Resolving DNAT Rule Shadowing and Port Mismatch on Eltex Gateways

Summary

A critical connectivity failure occurred during the implementation of a Destination Network Address Translation (DNAT) policy on an Eltex gateway. The intent was to expose internal services (HTTP and SSH) to a public network by mapping a public “UPLINK” address to private server IPs. However, the configuration logic contained overlapping rules and protocol mismatches, leading to inconsistent traffic routing and the inability to establish secure SSH sessions.

Root Cause

The failure stemmed from three primary configuration errors:

  • Rule Shadowing/Ordering: The DNAT ruleset was evaluated in a way where generic rules could intercept traffic intended for more specific rules.
  • Port-Protocol Mismatch: The configuration attempted to define service objects that did not align with the actual traffic requirements (e.g., defining service ranges that were too broad or incorrectly scoped).
  • Incomplete Address Mapping: In the DNAT pool definitions, if the destination port in the pool does not match the expected service port of the backend server, the TCP handshake will fail immediately upon translation.
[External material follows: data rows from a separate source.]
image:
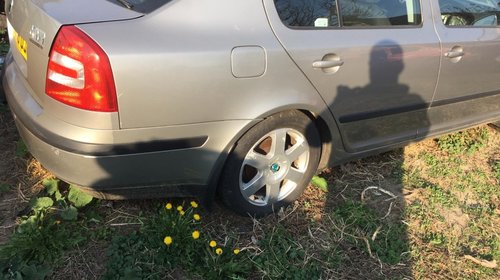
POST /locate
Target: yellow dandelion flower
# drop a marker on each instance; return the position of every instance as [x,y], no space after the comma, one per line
[167,240]
[196,234]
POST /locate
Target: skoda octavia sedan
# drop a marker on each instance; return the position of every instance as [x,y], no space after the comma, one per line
[247,99]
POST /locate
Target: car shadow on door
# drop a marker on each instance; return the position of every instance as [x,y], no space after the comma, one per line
[365,206]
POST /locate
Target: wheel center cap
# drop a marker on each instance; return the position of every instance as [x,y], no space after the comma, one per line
[275,167]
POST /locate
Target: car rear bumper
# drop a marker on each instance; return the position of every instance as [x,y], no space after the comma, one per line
[108,160]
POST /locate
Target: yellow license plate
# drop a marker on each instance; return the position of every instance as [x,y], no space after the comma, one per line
[21,45]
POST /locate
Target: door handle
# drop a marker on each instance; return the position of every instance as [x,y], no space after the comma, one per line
[454,54]
[327,63]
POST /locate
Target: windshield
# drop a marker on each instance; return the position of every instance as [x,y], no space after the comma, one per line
[141,6]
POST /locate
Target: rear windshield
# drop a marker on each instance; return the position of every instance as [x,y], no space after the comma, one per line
[141,6]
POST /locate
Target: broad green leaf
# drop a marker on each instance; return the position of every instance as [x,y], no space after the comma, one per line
[42,203]
[69,214]
[51,185]
[77,197]
[320,183]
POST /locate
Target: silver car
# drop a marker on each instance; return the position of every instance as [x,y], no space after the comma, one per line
[247,99]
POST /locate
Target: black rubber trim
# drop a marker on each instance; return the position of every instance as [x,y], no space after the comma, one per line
[414,107]
[69,145]
[382,113]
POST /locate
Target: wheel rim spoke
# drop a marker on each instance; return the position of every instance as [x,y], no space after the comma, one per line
[274,167]
[272,192]
[294,152]
[256,160]
[254,185]
[294,175]
[278,142]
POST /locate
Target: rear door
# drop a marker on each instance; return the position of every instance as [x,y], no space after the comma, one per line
[468,90]
[374,62]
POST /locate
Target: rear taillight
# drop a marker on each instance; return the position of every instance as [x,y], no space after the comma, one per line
[79,73]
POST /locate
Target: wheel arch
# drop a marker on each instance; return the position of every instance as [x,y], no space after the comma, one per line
[323,122]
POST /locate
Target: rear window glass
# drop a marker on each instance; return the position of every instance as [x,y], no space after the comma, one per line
[308,13]
[141,6]
[345,13]
[479,13]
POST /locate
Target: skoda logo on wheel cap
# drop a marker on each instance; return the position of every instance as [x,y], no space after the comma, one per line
[275,167]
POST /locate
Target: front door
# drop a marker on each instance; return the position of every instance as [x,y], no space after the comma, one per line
[468,90]
[374,62]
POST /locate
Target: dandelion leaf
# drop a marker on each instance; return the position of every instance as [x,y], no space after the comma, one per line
[78,198]
[69,214]
[52,188]
[42,203]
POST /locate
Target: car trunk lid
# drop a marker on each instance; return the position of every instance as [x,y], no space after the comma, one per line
[33,25]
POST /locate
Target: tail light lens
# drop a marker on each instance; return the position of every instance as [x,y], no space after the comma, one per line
[79,73]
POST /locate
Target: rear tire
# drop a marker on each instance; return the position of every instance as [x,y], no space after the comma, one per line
[271,164]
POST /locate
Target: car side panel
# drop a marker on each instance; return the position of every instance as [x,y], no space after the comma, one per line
[174,66]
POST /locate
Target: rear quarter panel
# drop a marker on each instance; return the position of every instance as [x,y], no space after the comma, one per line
[174,66]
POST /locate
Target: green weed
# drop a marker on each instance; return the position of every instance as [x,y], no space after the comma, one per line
[41,237]
[283,257]
[173,239]
[468,141]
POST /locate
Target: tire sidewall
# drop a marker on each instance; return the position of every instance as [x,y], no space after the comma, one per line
[230,189]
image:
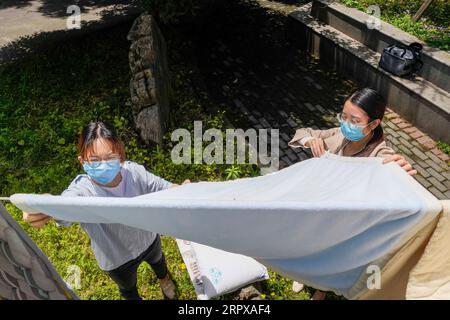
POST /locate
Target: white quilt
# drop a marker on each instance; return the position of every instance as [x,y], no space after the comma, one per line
[321,221]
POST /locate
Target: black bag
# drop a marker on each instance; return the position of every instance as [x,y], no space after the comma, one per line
[401,60]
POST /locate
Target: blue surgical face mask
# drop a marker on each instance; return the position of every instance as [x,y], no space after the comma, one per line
[351,132]
[103,172]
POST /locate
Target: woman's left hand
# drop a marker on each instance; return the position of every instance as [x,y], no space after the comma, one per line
[402,162]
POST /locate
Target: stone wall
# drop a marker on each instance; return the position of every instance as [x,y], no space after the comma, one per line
[150,80]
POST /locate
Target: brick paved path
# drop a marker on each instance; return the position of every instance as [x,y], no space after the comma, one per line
[265,82]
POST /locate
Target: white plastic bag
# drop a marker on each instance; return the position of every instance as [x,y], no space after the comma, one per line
[215,272]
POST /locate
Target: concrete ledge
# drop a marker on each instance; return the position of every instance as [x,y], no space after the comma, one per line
[352,22]
[419,101]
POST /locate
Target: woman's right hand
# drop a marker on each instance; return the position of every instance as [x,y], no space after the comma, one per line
[317,146]
[36,220]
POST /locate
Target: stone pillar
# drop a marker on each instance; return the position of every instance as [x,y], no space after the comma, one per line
[150,79]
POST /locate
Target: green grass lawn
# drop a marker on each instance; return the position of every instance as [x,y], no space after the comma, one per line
[45,100]
[433,27]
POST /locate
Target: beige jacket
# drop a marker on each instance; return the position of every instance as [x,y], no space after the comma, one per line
[420,269]
[334,141]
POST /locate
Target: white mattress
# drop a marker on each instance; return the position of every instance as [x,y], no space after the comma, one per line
[320,221]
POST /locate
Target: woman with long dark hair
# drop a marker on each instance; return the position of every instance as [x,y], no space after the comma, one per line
[359,135]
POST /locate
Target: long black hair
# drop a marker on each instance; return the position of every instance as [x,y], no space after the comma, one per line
[100,130]
[373,104]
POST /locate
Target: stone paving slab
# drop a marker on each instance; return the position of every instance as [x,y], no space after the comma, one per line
[285,88]
[25,18]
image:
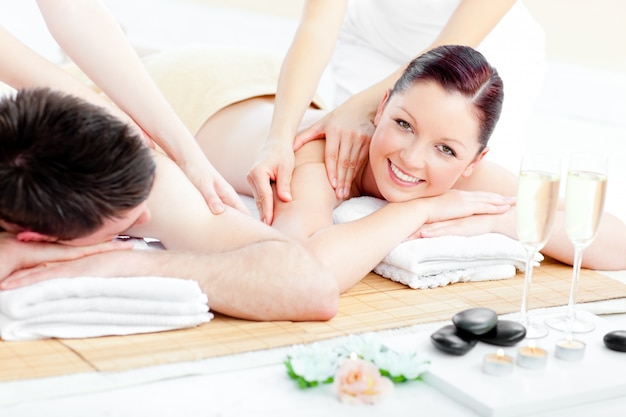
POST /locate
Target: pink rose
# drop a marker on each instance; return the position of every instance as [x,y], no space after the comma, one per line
[359,381]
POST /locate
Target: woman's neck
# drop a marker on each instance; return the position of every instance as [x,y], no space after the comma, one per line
[364,183]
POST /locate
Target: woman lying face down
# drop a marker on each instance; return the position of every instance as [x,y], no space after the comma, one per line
[425,159]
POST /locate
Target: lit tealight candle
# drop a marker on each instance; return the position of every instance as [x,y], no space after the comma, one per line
[497,363]
[532,357]
[569,349]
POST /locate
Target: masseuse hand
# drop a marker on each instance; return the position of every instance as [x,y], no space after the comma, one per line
[16,256]
[348,131]
[274,164]
[216,191]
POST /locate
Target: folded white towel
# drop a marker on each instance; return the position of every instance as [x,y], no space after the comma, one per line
[92,306]
[434,262]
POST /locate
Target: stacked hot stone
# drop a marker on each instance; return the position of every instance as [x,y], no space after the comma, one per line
[473,325]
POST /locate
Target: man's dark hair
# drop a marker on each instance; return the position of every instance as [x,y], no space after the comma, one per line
[66,165]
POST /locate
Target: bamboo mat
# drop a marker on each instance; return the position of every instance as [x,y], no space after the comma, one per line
[374,304]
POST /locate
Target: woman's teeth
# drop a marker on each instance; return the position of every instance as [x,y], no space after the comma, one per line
[401,175]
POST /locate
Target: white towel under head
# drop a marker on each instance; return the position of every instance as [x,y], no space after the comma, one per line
[92,306]
[434,262]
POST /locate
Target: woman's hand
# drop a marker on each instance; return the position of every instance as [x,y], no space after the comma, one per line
[16,256]
[456,205]
[348,131]
[274,164]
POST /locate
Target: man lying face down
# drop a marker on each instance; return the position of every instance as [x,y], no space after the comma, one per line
[71,174]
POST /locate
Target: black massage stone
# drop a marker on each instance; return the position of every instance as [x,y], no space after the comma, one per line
[505,333]
[477,321]
[616,340]
[450,340]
Why This Happens in Real Systems

In high-pressure production environments, these issues arise due to:

  • Complexity of Statefulness: NAT is not just a static mapping; it is a stateful operation. If the translation of the destination port is handled incorrectly, the return traffic (the SYN-ACK) will be routed to the wrong port on the client side, breaking the connection.
  • Abstraction Leaks: Engineers often assume that defining a “service” (like HTTP) automatically handles all underlying port logic, forgetting that the NAT Engine requires explicit mapping between the external listener port and the internal server port.
  • Policy Ordering: Most network operating systems process firewall and NAT rulesets top-down. A broad rule placed at rule 1 will “shadow” a specific rule at rule 2, making the second rule unreachable.

Real-World Impact

  • Service Unavailability: Users attempting to reach the web server via the public IP receive “Connection Refused” errors.
  • Security Blind Spots: Misconfigured DNAT can inadvertently expose unintended ports if the object-group ranges are too wide.
  • Troubleshooting Latency: Because the issue is logical (the packet is being translated to the wrong port) rather than physical (the link is up), standard “ping” tests will pass, leading engineers to waste hours looking at the wrong layer of the OSI model.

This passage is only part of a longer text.